Earth Day’s theme this year, “End Plastic Pollution,” is especially relevant for CHTA because preventing or removing plastic pollution remains a big challenge for many of our tourism enterprises and in fact, for many of our island destinations at large.

We recently saw the “plasticberg” of garbage that drifted into parts of our pristine Caribbean Sea, underscoring the plastic pollution that already spoils some of our beaches. So, it is even more urgent that we come together in a smart partnership with all sectors and communities to clean out the plastic pollution and ensure clean and pristine waters dominate the million square miles that comprise the Caribbean.

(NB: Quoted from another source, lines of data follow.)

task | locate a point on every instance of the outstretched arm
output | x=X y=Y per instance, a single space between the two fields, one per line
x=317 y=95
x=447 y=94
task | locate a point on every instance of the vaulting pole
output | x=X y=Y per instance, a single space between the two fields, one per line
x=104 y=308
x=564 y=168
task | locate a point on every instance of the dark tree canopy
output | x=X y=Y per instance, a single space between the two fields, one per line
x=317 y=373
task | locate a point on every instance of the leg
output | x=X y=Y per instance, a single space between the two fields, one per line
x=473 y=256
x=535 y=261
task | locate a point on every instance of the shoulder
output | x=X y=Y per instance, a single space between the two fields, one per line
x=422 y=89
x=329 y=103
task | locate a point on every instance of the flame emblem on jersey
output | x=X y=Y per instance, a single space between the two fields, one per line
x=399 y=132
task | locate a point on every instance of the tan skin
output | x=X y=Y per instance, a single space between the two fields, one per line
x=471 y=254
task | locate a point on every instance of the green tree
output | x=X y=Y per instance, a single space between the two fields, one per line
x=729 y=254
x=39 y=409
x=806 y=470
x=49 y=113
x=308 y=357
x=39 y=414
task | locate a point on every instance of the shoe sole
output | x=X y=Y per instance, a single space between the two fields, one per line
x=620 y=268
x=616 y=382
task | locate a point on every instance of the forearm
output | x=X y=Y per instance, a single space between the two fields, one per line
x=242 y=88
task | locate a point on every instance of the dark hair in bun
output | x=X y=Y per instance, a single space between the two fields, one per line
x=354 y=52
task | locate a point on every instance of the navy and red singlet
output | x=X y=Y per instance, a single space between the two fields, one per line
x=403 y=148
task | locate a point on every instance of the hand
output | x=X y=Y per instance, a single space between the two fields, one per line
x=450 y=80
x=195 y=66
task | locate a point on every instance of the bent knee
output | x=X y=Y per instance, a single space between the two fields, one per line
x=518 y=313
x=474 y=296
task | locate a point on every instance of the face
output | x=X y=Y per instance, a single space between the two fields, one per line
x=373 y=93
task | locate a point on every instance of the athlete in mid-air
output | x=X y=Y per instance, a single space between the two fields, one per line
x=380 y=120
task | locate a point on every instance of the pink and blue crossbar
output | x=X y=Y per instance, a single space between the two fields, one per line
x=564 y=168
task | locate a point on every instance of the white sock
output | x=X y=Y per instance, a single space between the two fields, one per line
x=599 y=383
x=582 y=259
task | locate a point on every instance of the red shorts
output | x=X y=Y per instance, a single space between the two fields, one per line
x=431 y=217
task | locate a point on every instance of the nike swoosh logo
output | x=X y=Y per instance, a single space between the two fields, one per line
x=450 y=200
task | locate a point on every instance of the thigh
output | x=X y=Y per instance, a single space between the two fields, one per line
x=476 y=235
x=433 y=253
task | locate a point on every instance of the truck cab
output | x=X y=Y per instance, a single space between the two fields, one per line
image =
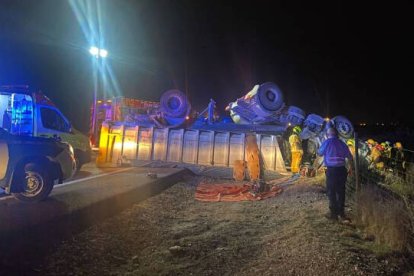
x=33 y=114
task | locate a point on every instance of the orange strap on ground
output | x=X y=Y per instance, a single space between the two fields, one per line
x=230 y=192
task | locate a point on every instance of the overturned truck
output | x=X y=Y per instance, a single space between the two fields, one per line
x=171 y=131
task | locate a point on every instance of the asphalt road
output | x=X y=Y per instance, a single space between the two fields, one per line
x=33 y=229
x=88 y=170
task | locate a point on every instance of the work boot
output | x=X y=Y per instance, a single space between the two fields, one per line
x=331 y=216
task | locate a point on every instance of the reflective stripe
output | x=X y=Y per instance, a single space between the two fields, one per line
x=4 y=159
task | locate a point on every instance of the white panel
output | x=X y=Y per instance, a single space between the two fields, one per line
x=160 y=144
x=236 y=147
x=145 y=143
x=175 y=145
x=221 y=148
x=205 y=148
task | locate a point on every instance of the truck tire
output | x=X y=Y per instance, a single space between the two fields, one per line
x=35 y=183
x=174 y=103
x=270 y=97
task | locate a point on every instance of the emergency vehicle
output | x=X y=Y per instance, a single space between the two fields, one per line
x=27 y=113
x=30 y=166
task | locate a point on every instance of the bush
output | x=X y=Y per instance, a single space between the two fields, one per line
x=384 y=217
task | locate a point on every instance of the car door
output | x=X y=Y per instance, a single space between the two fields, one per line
x=51 y=122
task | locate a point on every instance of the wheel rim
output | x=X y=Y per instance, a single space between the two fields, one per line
x=33 y=184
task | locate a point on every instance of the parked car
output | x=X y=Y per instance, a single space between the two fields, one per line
x=30 y=166
x=27 y=113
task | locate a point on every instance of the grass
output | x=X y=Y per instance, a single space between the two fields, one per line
x=386 y=218
x=399 y=186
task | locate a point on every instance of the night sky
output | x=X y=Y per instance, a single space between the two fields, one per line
x=331 y=58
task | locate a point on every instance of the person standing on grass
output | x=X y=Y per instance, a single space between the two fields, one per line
x=336 y=153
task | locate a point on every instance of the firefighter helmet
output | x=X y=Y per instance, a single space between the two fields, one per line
x=297 y=130
x=350 y=142
x=398 y=145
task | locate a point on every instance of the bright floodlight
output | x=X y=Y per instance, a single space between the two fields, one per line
x=94 y=51
x=103 y=53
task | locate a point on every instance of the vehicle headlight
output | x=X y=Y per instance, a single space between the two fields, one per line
x=70 y=148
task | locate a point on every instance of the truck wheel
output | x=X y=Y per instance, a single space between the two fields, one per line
x=35 y=183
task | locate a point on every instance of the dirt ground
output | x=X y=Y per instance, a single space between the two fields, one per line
x=173 y=234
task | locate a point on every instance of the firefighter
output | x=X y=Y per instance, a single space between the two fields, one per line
x=295 y=149
x=351 y=145
x=386 y=155
x=374 y=155
x=336 y=156
x=398 y=158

The Caribbean Alliance for Sustainable Tourism (CAST), CHTA’s nonprofit affiliate, continues to offer tourism enterprises and communities sustainability resources and share best practices to end the irresponsible dumping of plastics across the Caribbean.

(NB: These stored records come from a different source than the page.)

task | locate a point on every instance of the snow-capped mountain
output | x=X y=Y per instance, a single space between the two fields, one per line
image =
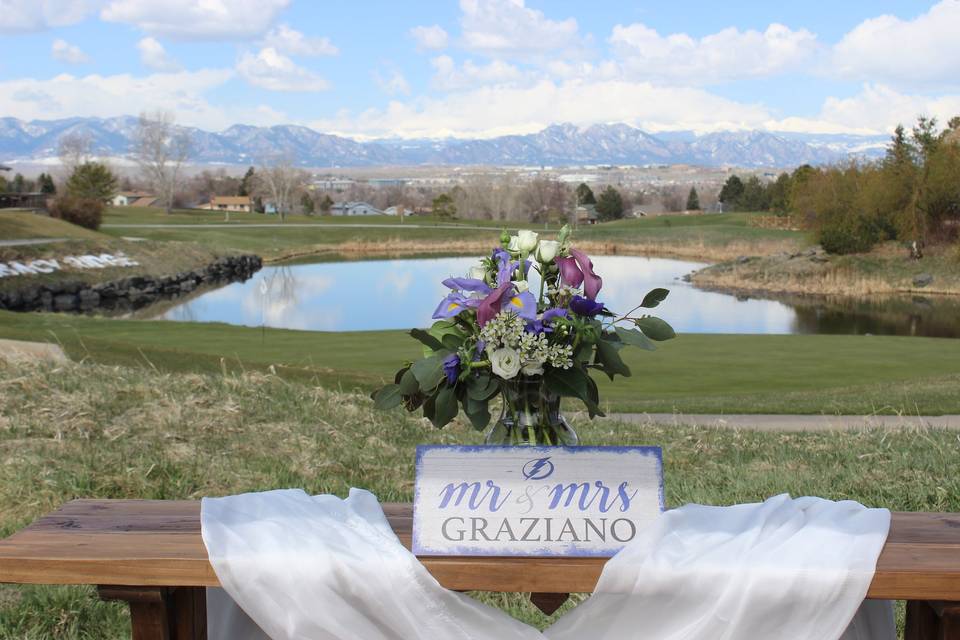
x=561 y=144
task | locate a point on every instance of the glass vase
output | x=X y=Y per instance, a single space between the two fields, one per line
x=531 y=416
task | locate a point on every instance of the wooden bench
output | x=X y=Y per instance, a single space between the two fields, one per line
x=149 y=553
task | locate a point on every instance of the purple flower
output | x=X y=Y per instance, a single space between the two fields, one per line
x=451 y=367
x=523 y=304
x=570 y=273
x=451 y=306
x=551 y=314
x=467 y=284
x=491 y=305
x=591 y=281
x=585 y=307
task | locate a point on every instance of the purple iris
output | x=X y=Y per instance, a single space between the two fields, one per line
x=585 y=307
x=451 y=367
x=450 y=306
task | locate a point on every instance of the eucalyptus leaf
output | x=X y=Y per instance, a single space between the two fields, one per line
x=446 y=407
x=635 y=339
x=427 y=339
x=428 y=371
x=655 y=328
x=654 y=298
x=388 y=397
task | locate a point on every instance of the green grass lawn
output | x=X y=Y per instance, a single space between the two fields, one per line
x=94 y=431
x=696 y=373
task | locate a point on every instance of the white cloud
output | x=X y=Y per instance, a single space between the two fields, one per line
x=193 y=19
x=505 y=28
x=292 y=42
x=37 y=15
x=392 y=82
x=726 y=55
x=69 y=53
x=448 y=76
x=924 y=50
x=153 y=55
x=183 y=93
x=500 y=110
x=270 y=69
x=432 y=37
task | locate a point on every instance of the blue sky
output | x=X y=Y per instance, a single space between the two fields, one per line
x=484 y=67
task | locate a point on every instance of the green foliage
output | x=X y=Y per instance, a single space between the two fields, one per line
x=444 y=207
x=85 y=212
x=92 y=180
x=610 y=204
x=585 y=194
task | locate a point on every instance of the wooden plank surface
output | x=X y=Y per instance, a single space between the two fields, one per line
x=142 y=542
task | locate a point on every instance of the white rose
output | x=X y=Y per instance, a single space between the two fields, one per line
x=527 y=240
x=533 y=368
x=547 y=251
x=505 y=362
x=477 y=273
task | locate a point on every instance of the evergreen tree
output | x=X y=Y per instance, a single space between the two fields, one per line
x=585 y=194
x=610 y=204
x=92 y=180
x=731 y=193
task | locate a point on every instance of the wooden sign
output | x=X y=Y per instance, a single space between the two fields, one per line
x=534 y=501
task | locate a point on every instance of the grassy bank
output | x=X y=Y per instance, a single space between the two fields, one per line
x=706 y=237
x=154 y=258
x=695 y=373
x=138 y=433
x=887 y=270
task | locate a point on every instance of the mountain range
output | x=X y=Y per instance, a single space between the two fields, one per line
x=557 y=145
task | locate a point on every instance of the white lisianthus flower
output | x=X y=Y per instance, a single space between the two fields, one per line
x=547 y=250
x=477 y=273
x=533 y=368
x=505 y=362
x=527 y=240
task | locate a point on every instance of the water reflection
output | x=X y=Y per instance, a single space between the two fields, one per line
x=399 y=294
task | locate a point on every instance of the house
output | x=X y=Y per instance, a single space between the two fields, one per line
x=354 y=209
x=586 y=214
x=229 y=203
x=133 y=199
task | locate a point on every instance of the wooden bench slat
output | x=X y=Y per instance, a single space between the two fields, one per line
x=143 y=542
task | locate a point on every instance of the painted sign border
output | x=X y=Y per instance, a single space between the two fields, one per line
x=418 y=549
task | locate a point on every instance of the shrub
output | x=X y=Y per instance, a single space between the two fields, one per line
x=85 y=212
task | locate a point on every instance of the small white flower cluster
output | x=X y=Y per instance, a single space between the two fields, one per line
x=512 y=350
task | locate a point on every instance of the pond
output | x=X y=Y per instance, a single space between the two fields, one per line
x=401 y=294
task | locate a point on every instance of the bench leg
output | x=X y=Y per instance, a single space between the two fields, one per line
x=932 y=620
x=163 y=613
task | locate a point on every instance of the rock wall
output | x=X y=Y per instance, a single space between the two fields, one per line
x=129 y=293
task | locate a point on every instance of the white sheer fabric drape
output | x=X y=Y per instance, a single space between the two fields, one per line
x=296 y=567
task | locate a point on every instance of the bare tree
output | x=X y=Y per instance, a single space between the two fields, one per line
x=160 y=149
x=279 y=183
x=74 y=149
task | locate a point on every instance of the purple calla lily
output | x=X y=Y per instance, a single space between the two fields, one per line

On the occasion of Earth Day, CHTA is pleased to announce the planned introduction of a new section in the CHTA website’s Knowledge Center, dedicated to research, best practices and practical information to help guide hoteliers, their employees and guests in better understanding how they can help reduce the harmful effects from the proliferation of plastics.

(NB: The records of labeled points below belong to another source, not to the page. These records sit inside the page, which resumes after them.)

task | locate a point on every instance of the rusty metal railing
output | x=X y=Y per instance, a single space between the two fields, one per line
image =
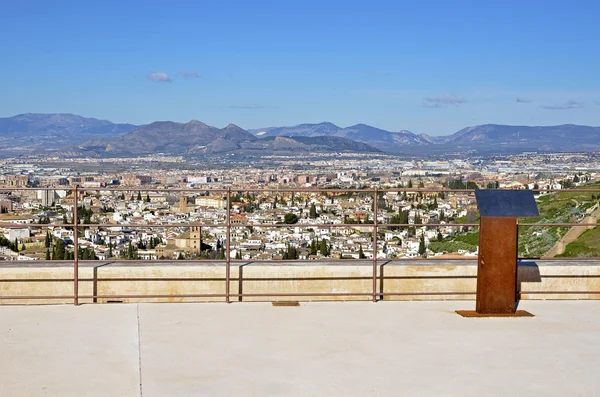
x=375 y=293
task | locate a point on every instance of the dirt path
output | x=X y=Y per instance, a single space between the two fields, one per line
x=572 y=235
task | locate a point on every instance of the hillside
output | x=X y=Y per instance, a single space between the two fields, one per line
x=521 y=138
x=25 y=133
x=395 y=142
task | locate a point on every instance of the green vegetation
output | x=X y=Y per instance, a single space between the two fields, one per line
x=586 y=245
x=290 y=218
x=535 y=241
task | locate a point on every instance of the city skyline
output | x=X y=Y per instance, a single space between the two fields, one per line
x=430 y=68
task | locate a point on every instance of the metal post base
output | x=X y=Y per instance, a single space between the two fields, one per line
x=473 y=313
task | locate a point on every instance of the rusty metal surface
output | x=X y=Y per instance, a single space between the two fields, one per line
x=474 y=314
x=497 y=265
x=375 y=208
x=76 y=247
x=507 y=203
x=227 y=249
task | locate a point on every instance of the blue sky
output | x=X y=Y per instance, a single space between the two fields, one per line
x=428 y=66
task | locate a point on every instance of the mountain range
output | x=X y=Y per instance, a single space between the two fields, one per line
x=72 y=135
x=381 y=139
x=35 y=131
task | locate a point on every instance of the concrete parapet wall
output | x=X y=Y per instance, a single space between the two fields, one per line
x=417 y=280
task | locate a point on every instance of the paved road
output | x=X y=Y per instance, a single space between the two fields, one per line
x=572 y=234
x=317 y=349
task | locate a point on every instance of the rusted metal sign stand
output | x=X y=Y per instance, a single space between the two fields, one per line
x=498 y=243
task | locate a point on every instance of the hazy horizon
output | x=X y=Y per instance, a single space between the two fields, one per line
x=430 y=68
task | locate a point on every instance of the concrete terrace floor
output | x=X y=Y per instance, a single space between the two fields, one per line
x=317 y=349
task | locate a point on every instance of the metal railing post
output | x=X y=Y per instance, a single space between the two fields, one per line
x=375 y=230
x=228 y=248
x=76 y=247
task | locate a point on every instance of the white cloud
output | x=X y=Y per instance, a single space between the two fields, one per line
x=159 y=77
x=443 y=100
x=566 y=105
x=189 y=74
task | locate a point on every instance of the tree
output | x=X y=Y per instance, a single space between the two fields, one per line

As Earth Day organizers note, the alarming growth of plastics is now threatening the survival of not only our beautiful Caribbean, but also our planet as we know it, with effects ranging from poisoning and injuring marine life to disrupting human hormones, and from littering our beaches and landscapes to clogging our waste streams and landfills in the constrained space of our islands.

This Earth Day, we encourage our members to dedicate themselves to generating the inspiration and information needed to fundamentally change human attitudes and behaviors about plastics and motivate their team members, their families and communities to take personal responsibility for the plastic pollution that each one of us generates by choosing to reject or reduce plastics and to reuse and recycle where possible.

CHTA salutes its tourism enterprises that have successfully reduced the use of plastic in their operations, with creative alternatives to plastics for food containers, cutlery, cups and straws and the introduction of reusable water bottles. We also salute the destinations that have already begun to ban plastic checkout bags for groceries or other merchandise. By sharing these successes we hope to encourage and inspire more business to find plastic-free solutions.

To be successful, we need a Caribbean strategy that can fit into the Earth Day Network’s global framework to regulate such pollution, in particular in our tourism and hospitality sectors. Let’s encourage our governments, our hotels and tourism businesses to be leaders in keeping plastics out of our seas, and also engage with the cruise and airline industries to eliminate plastic waste.

Together, we can exhort universities, schools, school teachers and students to end plastic pollution throughout our islands.

Our fourth annual Caribbean Hospitality Industry Exchange Forum (CHIEF), the premier educational forum for Caribbean hospitality and tourism professionals (from June 22-24, 2018, at the Hyatt Regency in Miami) will be an excellent forum to take this discussion to another level.

CHTA and CAST support the Earth Day Network’s mission to diversify, educate and activate the environmental movement worldwide.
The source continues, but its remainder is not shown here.